Saturday, March 18, 2017

Spiritual Transformation According to Tolstoy


The three life-conceptions are these: The first—the personal, or animal; second—the social, or the pagan; and third—the universal, or the divine.

1) According to the first life-conception, man’s life is contained in nothing but his personality; the aim of his life is the gratification of the will of this personality.

The savage recognizes life only in himself, in his personal desires. The good of his life is centered in himself alone.  The highest good for him is the greatest gratification of his lust. The prime mover of his life is his personal enjoyment. His religion consists in appeasing the divinity in his favor. And in the worship of imaginary personalities of gods, who live only for personal ends.

2) According to the second life-conception, man’s life is not contained in his personality alone, but in the aggregate and sequence of personalities,--in the tribe, the family, the race, the state; the aim of life consists in the gratification of the will of this aggregate of personalities.

A pagan, a social man, no longer recognizes life in himself alone, but in the aggregate of personalities,--in the tribe, the family, the race, the state,--and sacrifices his personal good for these aggregates. The prime mover of his life is glory. His religion consists in the glorification of the heads of unions—of eponyms, ancestors, kings, and in the worship of gods, the exclusive protectors of his family, his race, his nation, his state.

3) According to the third life-conception, man’s life is contained neither in his personality, nor in the aggregate and sequence of personalities, but in the beginning and source of life, in God.

The man with the divine life-conception no longer recognizes life to consist in his personality, or in the aggregate of personalities (in the family, the race, the people, the country, or the state), but in the source of the everlasting, immortal life, in God; and to do God’s will he sacrifices his personal and domestic and social good. The prime mover of his religion is love. And his religion is the worship in deed and in truth of the beginning of everything, of God.

These three life-conceptions serve as the foundation of all past and present religions.

The whole historical life of humanity is nothing but a gradual transition from the personal, the animal life-conception, to the social, and from the social to the divine.

The history of the ancient nations, which lasted for thousands of years and which came to a conclusion with the history of Rome, is the history of the substitution of social and the political life-conception for the animal, the personal.

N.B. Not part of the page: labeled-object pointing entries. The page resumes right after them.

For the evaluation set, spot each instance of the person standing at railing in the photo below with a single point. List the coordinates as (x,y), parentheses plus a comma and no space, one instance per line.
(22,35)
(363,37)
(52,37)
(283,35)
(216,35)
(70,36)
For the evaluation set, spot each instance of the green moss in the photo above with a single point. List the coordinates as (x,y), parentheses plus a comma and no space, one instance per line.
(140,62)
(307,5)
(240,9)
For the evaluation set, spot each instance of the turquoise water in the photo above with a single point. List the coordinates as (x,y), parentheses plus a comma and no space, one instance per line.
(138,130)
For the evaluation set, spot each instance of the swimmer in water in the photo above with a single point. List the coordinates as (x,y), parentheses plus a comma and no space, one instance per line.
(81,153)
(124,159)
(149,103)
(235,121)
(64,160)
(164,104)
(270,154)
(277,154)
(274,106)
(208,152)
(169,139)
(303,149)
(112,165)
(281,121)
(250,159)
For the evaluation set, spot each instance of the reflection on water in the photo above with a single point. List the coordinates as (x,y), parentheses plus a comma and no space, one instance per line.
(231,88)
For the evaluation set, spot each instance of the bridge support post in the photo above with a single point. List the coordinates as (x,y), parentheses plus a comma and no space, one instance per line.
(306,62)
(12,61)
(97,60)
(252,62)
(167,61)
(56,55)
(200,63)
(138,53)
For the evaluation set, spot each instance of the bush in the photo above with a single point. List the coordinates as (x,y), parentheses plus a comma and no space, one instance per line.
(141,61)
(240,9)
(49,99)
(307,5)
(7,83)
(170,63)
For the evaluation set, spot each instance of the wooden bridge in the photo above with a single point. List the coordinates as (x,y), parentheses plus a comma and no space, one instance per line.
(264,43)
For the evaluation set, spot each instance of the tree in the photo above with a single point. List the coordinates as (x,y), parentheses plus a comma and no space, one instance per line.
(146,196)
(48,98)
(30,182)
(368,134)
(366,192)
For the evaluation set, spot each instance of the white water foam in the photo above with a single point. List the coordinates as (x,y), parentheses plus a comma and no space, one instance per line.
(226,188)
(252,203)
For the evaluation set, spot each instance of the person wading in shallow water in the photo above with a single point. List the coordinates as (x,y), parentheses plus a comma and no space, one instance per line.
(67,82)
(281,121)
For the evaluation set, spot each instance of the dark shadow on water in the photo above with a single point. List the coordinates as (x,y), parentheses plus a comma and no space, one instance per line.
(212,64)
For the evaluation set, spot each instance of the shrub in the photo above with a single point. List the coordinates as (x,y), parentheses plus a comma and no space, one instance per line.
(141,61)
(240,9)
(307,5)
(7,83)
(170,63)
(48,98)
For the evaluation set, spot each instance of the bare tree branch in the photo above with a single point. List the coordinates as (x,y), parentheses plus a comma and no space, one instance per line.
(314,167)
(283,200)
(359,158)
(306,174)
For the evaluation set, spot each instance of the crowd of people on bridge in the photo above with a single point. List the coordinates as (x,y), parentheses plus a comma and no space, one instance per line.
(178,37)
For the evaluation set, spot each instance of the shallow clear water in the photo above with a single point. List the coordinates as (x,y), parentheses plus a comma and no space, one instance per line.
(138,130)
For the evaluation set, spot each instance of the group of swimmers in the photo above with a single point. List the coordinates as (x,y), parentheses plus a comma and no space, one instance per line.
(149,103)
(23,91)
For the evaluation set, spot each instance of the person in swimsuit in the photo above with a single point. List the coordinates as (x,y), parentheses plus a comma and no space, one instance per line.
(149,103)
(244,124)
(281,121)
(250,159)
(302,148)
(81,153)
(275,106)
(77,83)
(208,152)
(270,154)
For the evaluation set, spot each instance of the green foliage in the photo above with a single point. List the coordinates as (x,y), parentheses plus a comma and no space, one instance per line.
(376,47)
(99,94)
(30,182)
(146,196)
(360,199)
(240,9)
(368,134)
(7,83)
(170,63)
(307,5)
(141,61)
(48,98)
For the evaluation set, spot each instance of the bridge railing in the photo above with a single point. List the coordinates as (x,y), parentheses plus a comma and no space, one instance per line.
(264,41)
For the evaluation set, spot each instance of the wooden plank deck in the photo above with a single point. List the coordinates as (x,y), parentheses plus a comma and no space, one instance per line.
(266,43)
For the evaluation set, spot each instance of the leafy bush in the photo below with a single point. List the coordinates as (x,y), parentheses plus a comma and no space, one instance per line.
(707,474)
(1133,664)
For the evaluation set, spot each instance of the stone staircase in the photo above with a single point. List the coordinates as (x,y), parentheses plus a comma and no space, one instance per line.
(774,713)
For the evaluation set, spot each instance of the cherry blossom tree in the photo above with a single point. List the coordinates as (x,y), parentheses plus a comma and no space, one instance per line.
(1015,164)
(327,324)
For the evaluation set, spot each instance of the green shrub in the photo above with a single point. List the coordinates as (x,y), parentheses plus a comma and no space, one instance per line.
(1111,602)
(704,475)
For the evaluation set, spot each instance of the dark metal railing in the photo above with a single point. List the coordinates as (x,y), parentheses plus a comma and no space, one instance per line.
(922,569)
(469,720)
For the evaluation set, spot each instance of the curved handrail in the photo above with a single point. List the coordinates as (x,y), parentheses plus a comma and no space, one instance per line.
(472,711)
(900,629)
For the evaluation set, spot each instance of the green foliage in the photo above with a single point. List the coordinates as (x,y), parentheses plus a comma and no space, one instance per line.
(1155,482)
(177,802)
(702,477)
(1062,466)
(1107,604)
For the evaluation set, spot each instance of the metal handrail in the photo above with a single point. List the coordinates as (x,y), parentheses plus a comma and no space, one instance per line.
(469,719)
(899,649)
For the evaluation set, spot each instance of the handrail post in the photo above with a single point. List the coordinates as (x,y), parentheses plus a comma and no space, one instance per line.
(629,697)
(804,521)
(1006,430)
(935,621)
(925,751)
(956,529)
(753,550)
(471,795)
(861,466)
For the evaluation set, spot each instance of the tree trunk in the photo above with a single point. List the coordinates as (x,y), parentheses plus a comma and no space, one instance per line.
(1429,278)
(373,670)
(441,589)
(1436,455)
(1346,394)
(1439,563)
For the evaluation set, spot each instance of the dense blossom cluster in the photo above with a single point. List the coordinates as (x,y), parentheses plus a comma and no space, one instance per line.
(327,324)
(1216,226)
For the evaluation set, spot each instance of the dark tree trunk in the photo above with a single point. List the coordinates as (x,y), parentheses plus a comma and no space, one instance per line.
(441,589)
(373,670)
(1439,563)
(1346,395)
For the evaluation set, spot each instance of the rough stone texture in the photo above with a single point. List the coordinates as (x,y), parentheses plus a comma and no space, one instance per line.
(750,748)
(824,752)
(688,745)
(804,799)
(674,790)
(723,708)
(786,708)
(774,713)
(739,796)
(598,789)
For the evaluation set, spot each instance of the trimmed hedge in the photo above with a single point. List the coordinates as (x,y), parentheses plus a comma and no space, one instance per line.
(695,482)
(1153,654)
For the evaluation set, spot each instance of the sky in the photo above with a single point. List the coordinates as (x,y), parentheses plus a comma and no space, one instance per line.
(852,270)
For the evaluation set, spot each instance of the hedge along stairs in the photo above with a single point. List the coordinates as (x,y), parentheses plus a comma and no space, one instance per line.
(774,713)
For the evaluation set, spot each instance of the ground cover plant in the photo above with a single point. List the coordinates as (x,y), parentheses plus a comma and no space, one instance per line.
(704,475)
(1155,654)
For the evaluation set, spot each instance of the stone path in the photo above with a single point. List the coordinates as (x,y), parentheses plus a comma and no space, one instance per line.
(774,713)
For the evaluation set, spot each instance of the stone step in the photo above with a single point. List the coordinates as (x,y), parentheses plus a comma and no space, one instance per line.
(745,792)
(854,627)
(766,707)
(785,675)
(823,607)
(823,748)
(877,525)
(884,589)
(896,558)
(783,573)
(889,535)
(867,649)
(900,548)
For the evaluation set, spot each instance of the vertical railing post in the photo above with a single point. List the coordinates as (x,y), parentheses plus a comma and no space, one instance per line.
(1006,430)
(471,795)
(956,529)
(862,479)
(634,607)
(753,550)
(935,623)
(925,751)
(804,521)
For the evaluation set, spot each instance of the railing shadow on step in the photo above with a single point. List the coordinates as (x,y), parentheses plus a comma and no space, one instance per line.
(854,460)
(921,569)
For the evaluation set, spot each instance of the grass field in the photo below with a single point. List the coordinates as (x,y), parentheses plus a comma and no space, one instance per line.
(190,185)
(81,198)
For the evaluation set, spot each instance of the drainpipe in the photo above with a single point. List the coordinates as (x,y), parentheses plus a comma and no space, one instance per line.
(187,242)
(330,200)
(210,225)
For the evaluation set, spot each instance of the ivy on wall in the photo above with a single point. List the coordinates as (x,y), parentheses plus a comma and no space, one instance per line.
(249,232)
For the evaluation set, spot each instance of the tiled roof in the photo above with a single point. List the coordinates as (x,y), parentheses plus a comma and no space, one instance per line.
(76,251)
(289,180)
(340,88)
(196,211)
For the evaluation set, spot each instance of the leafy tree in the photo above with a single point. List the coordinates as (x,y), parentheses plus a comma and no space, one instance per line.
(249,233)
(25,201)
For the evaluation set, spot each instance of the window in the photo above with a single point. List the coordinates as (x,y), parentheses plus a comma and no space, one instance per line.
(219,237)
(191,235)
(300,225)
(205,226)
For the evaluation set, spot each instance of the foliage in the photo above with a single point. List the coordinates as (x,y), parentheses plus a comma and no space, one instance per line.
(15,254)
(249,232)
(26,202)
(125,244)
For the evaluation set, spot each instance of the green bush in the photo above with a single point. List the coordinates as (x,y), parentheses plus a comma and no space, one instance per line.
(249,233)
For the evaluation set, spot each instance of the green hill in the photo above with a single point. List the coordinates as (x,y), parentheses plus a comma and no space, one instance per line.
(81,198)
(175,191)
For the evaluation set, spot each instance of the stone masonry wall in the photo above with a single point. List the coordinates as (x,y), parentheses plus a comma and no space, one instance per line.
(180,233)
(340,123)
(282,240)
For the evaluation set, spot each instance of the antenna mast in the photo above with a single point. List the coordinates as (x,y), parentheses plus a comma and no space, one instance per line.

The whole history since the time of imperial Rome and the appearance of Christianity has been the history of the substitution of the divine life-conception for the political, and we are passing through it even now.

Christ’s teaching differs from pervious teaching in that it guides men, not by external rules, but by the internal consciousness of the possibility of attaining divine perfection. That is the goal, to evolve into divine perfection. And in man’s soul there are not moderated rules of justice and of philanthropy, but the ideal of the complete, infinite, divine perfection. Only the striving after this perfection deflects the direction of man’s life from the animal condition towards the divine, to the extent to which this is possible in this life.
Over and over Jesus stressed (as did the Buddha) that the external world means nothing, that to follow Him means to focus inward, and not give a thought for the external world.

Jesus said, “Therefore I say unto you, take no thought for your life, what ye shall eat, or what ye shall drink; nor yet for your body, what ye shall put on. Is not the life more than meat, and the body than raiment? Behold the fowls or the air: for they sow not, neither do they reap, nor gather into barns; yet your heavenly Father feedeth them.  Are ye not much better than they? Which of your by taking thought can add one cubit unto his stature? And why take ye thought for raiment? Consider the lilies of the field, how they grow/ they toil not, neither do they spin: and yet I say unto you, That even Solomon in all his glory was not arrayed like one of these. Wherefore, if God so clothe the grass of the field, which today is, and tomorrow is cast into the oven, shall He not much more clothe you, O ye of little faith? Therefore take no thought, saying, What shall we eat? Or, What shall we drink, or, Wherewithal shall we be clothed? (For after all these things do the Gentiles seek:) for your heavenly Father knoweth that ye have need of all these things. But seek ye first the kingdom of God, and His righteousness; and all these things shall be added unto you. Take therefore no thought for the morrow: for the morrow shall take thought for the things of itself. Sufficient unto the day is the evil thereof (Matt. Vi. 25-34)

Sell that ye have, and give alms; provide yourselves bags which wax not old, a treasure in the heavens that faileth not, where no thief approacheth, neither moth corrupteth. For where your treasure is there will your heart be also (Luke xii. 33-34).

Go and sell that thou hast, and follow me, and who hath not forsaken father or mother, or children, or brethren, or fields, or house, cannot be my disciple.

Turn away from thyself, take thy cross for every day, and come after me.  My meat is to do the will of Him that sent me, and to do His work. Not my will be done, but Thine; not what I want, but what Thou wantest, and not as I want, but as Thou wantest. The life is in this, not to do one’s will but the will of God.